# 8.2: Testing a Proportion Hypothesis

**At Grade**Created by: CK-12

## Learning Objectives

- Test a hypothesis about a population proportion by applying the binomial distribution approximation.
- Test a hypothesis about a population proportion using the \begin{align*}P\end{align*}-value.
- Test a hypothesis about a population proportion using confidence intervals.

## Introduction

For most hypotheses that we will study, we use the general formula for calculating the test statistic:

\begin{align*}\text{Test Statistic} = \frac {\text{Observed Sample Mean-Population Mean}}{\text{Standard Error}}\end{align*}

or, the familiar

\begin{align*}z = \frac{\bar {X} - \mu_0} {\sigma_x}\end{align*}

This formula helps us determine the magnitude of the difference between the observed sample mean and the hypothesized population mean. However, many times in statistics we study or make inferences about **proportions** of a population. For example, when we look at election results we often look at the proportion of people that vote and who this proportion of voters will choose. Typically, we call these proportions **percentages** and we would say something like “Approximately \begin{align*}68\;\mathrm{percent}\end{align*} of the population voted in this election and \begin{align*}48\;\mathrm{percent}\end{align*} of these voters voted for Barak Obama.”

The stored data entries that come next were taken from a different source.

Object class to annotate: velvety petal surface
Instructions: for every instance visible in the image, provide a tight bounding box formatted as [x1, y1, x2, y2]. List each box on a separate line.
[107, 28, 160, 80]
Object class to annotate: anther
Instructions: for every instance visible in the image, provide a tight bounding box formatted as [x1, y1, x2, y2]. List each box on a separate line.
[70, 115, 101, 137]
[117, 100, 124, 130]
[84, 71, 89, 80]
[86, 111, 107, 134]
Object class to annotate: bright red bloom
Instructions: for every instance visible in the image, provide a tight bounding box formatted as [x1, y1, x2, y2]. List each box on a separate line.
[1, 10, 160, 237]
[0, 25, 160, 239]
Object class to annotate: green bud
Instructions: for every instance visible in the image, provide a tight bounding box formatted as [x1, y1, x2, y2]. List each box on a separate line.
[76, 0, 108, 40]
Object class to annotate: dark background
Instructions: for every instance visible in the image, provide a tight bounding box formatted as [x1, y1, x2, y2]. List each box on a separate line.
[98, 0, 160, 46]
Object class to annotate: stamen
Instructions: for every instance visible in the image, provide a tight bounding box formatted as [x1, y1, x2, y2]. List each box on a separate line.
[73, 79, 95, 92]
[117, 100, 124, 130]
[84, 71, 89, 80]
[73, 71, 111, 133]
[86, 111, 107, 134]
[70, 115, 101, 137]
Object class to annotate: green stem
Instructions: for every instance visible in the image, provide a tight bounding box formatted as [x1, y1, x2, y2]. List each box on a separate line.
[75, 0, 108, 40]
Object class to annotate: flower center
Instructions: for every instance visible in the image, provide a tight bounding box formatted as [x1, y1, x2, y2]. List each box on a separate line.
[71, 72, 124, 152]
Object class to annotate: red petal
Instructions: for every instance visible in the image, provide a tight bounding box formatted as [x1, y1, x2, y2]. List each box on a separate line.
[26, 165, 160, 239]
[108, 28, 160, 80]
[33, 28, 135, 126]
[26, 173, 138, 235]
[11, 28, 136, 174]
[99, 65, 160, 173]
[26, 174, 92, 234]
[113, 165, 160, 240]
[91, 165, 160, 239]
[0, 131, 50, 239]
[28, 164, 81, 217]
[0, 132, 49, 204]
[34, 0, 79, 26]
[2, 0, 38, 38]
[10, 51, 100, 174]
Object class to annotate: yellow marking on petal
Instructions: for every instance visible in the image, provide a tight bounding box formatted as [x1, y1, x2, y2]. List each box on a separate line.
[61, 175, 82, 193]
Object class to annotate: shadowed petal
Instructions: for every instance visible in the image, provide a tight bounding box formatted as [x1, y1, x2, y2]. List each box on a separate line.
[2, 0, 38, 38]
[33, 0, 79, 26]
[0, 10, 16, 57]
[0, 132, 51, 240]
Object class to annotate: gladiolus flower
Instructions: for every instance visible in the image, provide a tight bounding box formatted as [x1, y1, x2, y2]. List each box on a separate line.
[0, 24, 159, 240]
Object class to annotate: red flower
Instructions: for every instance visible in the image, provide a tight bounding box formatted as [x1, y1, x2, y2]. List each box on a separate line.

So how do we test hypotheses about proportions? We use the same process as we did when testing hypotheses about populations but we must include **sample proportions** as part of the analysis. This lesson will address how we investigate hypotheses around population proportions and how to construct confidence intervals around our results.

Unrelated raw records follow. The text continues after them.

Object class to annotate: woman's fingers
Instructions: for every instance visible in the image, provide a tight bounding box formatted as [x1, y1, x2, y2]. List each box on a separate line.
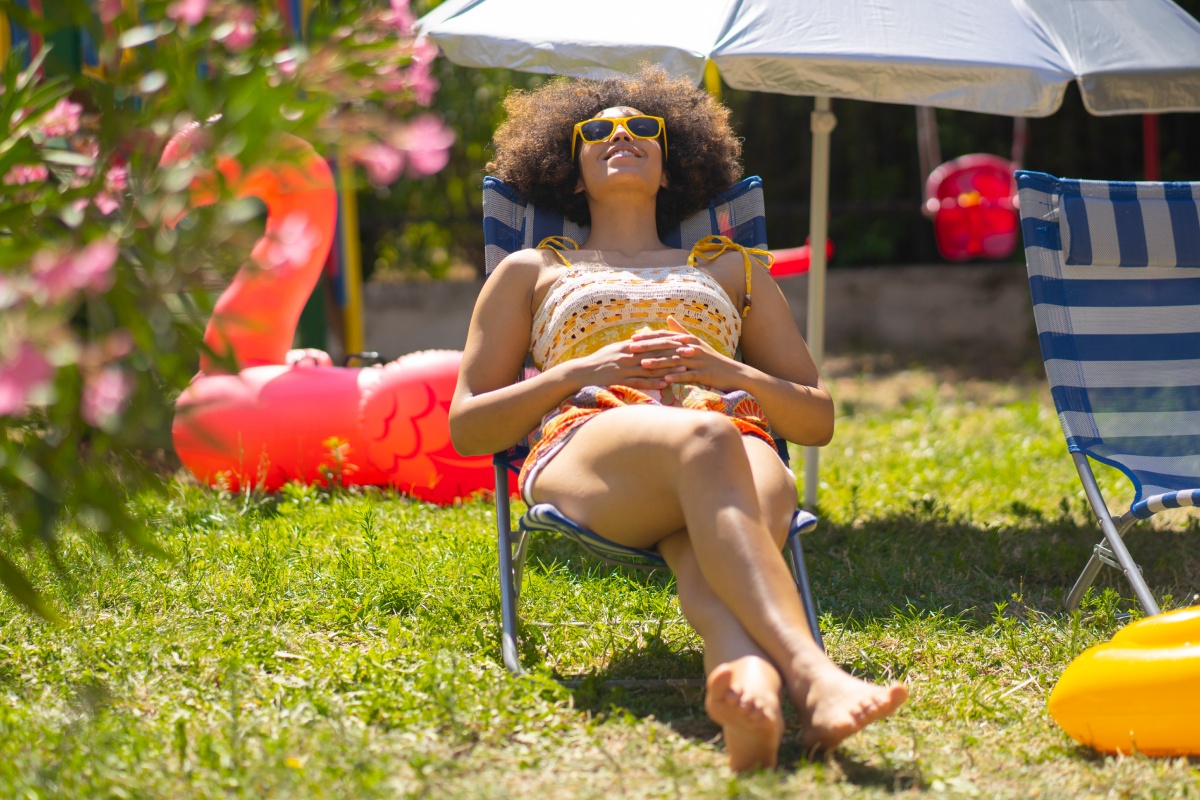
[620, 377, 670, 390]
[627, 335, 688, 351]
[638, 356, 686, 371]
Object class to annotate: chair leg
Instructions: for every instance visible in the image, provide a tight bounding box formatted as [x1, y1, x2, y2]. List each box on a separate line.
[512, 528, 530, 600]
[784, 511, 824, 652]
[1066, 512, 1140, 610]
[1064, 549, 1106, 611]
[1070, 453, 1161, 616]
[495, 464, 524, 674]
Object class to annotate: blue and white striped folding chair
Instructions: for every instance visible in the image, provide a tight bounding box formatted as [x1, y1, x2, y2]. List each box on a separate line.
[1017, 170, 1200, 616]
[483, 175, 824, 675]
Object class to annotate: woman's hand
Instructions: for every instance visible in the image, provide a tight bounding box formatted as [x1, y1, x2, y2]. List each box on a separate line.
[630, 316, 746, 391]
[562, 330, 689, 391]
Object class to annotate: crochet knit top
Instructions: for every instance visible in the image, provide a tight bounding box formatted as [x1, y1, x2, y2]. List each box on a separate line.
[529, 263, 741, 372]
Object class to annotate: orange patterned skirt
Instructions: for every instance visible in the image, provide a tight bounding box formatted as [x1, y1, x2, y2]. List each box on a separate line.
[518, 384, 776, 504]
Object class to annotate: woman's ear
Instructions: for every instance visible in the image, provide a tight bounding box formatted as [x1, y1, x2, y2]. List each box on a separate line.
[660, 169, 669, 189]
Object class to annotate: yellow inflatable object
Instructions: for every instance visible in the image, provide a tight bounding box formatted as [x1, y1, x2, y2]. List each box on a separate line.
[1049, 606, 1200, 756]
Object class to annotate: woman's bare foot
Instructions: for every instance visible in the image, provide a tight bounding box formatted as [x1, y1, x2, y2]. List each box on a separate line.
[705, 656, 785, 772]
[790, 660, 908, 750]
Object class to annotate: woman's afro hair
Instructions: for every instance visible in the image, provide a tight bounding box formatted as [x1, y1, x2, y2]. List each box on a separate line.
[487, 65, 743, 238]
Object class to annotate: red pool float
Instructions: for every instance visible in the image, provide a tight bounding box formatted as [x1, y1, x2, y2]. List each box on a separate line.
[769, 238, 835, 278]
[163, 127, 495, 503]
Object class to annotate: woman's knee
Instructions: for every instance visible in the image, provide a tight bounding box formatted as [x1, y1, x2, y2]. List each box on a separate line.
[676, 412, 745, 464]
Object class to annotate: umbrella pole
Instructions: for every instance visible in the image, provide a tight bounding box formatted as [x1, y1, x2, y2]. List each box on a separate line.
[804, 97, 836, 511]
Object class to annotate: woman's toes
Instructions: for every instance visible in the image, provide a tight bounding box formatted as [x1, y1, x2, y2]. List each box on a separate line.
[705, 657, 785, 772]
[795, 667, 908, 751]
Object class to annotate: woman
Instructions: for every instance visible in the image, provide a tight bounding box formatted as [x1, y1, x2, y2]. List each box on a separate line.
[450, 67, 907, 772]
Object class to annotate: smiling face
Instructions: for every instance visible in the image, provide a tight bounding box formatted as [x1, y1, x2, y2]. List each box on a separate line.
[574, 106, 668, 197]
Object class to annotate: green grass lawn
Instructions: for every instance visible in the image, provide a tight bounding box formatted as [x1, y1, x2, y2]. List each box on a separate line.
[3, 360, 1200, 798]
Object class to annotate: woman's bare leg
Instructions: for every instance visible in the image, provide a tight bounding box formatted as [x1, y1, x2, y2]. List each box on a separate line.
[660, 528, 784, 771]
[530, 405, 908, 749]
[654, 441, 794, 771]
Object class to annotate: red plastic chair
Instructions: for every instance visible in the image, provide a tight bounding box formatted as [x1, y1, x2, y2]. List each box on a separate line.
[924, 153, 1018, 261]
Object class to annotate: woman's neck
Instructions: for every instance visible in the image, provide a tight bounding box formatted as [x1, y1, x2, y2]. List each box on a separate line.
[581, 193, 666, 255]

## Hypothesis Testing about Population Proportions by Applying the Binomial Distribution Approximation

As mentioned, we perform hypothesis tests about population proportions (often called percentages) quite often. We could perform these tests in the following examples:

- What percentage of graduating seniors will attend a \begin{align*}4-\end{align*}year college?
- What proportion of voters will vote for John McCain?
- What percentage of people will choose Diet Pepsi over Diet Coke?

To test questions like these, we make hypotheses about population proportions. For example,

- \begin{align*}H_{0}\end{align*}: \begin{align*}35\;\mathrm{percent}\end{align*} of graduating seniors will attend a \begin{align*}4-\end{align*}year college.
- \begin{align*}H_{0}\end{align*}: \begin{align*}42\;\mathrm{percent}\end{align*} of voters will vote for John McCain.
- \begin{align*}H_{0}\end{align*}: \begin{align*}26\;\mathrm{percent}\end{align*} of people will choose Diet Pepsi over Diet Coke.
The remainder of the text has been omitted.